Dirigeants Des Grandes Puissances : La Peur Du Nucléaire S’Estompe

La peur d’une catastrophe nucléaire s’estompe progressivement chez les dirigeants des grandes puissances, selon une analyse publiée par The Economist et relayée par plusieurs observateurs. Alors qu’aux temps de la guerre froide, la menace d’une destruction mutuelle agissait comme un frein redoutable, les arsenaux se modernisent aujourd’hui sans susciter la même retenue stratégique.

L’histoire de la dissuasion nucléaire s’est longtemps nourrie de la terreur partagée des dirigeants face aux conséquences d’un conflit atomique. Kennedy et Nikita Khrouchtchev avaient pris soin d’écarter leurs conseillers les plus radicaux pour éviter de voir s’élever des champignons atomiques. Vingt-quatre ans plus tard, en octobre 1986, la rencontre de Reykjavik en Islande illustrait une autre tentative de maîtrise de cette force destructrice. Durant ce sommet de deux jours, qualifié de sommet de tous les espoirs, Ronald Reagan et Mikhaïl Gorbatchev incarnaient la gestion de près de environ 60 000 ogives nucléaires contrôlées à distance, chaque dirigeant ayant à ses côtés un assistant prêt à actionner le mécanisme fatal sur ordre présidentiel.

Du sommet de Reykjavik aux traités de désarmement

Bien que ce sommet de 1986 ait initialement échoué en raison des divergences sur le projet américain de bouclier antimissile, baptisé Initiative de défense stratégique ou guerre des étoiles par les médias, il avait ancré une réalité entre les deux superpuissances. Depuis la maison Höfði, les deux dirigeants partageaient une même aversion et un rejet profond des armes nucléaires, une prise de conscience qui a par la suite favorisé la signature de traités de désarmement importants, comme le rappelle The Economist. Aujourd’hui, cet effroi partagé semble céder la pas à des calculs géopolitiques pragmatiques où la menace d’un anéantissement global n’exerce plus le même ascendant psychologique sur le commandement des grandes nations.
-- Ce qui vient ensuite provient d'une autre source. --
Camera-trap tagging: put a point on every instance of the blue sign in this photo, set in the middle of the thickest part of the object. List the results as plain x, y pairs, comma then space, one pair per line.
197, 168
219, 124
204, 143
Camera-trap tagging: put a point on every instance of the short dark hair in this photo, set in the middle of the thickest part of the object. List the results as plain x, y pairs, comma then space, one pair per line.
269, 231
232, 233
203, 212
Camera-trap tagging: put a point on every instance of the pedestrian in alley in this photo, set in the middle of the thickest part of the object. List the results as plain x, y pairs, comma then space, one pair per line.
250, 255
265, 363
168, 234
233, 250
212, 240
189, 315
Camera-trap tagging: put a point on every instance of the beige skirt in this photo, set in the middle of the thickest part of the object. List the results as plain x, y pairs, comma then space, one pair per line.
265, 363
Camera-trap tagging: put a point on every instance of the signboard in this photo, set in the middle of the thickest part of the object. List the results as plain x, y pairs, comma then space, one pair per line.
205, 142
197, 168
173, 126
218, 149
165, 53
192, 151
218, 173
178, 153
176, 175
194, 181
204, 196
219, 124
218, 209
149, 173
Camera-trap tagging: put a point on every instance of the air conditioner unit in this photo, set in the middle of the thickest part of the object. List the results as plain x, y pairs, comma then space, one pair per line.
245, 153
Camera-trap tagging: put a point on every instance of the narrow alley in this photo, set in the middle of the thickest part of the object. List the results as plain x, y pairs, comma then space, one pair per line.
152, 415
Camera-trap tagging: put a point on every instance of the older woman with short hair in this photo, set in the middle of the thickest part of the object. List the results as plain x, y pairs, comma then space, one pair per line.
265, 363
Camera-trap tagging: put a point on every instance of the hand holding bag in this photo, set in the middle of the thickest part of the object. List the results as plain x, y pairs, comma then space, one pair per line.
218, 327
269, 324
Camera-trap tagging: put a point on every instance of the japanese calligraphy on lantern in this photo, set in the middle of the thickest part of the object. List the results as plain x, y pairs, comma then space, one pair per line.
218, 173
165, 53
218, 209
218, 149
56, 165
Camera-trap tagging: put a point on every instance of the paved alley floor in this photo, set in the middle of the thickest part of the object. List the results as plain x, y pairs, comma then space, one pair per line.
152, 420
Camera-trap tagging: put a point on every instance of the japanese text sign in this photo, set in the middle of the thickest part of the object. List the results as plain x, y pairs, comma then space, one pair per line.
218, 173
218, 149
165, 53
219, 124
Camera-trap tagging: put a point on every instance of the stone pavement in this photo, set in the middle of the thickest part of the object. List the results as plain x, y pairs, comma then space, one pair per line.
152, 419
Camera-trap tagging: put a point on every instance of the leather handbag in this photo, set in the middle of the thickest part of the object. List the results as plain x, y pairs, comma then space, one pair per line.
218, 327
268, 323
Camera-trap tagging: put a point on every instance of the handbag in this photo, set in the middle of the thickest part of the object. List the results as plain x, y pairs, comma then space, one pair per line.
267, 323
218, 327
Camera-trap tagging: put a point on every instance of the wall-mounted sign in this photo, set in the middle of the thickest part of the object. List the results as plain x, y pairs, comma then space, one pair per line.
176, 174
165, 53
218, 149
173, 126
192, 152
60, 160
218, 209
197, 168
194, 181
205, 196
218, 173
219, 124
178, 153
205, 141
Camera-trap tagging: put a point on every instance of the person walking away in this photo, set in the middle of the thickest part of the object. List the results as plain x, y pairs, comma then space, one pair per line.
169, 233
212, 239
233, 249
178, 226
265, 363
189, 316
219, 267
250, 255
La modernisation des arsenaux aux États-Unis, en Chine et en Russie

Les dynamiques actuelles montrent que les puissances mondiales se tournent résolument vers le renforcement de leurs capacités militaires. Aux États-Unis, la position présidentielle a évolué. S’exprimant contre la perspective d’une guerre qu’il qualifiait de catastrophe dans les années 1990 comme lors de sa campagne de 2016, le président Donald Trump maintient une ligne moins prévisible depuis son retour au pouvoir, ayant vendu des technologies nucléaires à des alliés et relancé le projet d’un bouclier antimissile de type Dôme d’or destiné à protéger le territoire national des attaques de missiles.

Guerre nucléaire: pourquoi les dirigeants du monde semblent aujourd’hui moins terrifiés
Photo: geo.fr

De son côté, la Chine poursuit l’expansion de ses forces tout en affirmant officiellement ne pas souhaiter de confrontation mondiale qui menacerait ses ambitions économiques. Toutefois, Pékin refuse de s’associer à des négociations trilatérales sur le contrôle des armements aux côtés de Washington et de Moscou, arguant que son arsenal demeure largement inférieur à ceux des deux autres géants. La République populaire adopte également une posture plus souple face aux programmes nucléaires de la Corée du Nord et de l’Iran, évitant d’exercer des pressions susceptibles de déstabiliser ces régimes alliés.

Quant à la Russie, elle a opéré le changement le plus spectaculaire dans sa doctrine, selon l’analyse de The Economist. Le Kremlin ne conçoit plus un ordre mondial affranchi de l’arme atomique et brandit fréquemment la menace de son utilisation pour intimider ses rivaux et affirmer son statut de grande puissance, reléguant la crainte d’une déflagration au second plan derrière ses intérêts stratégiques immédiats.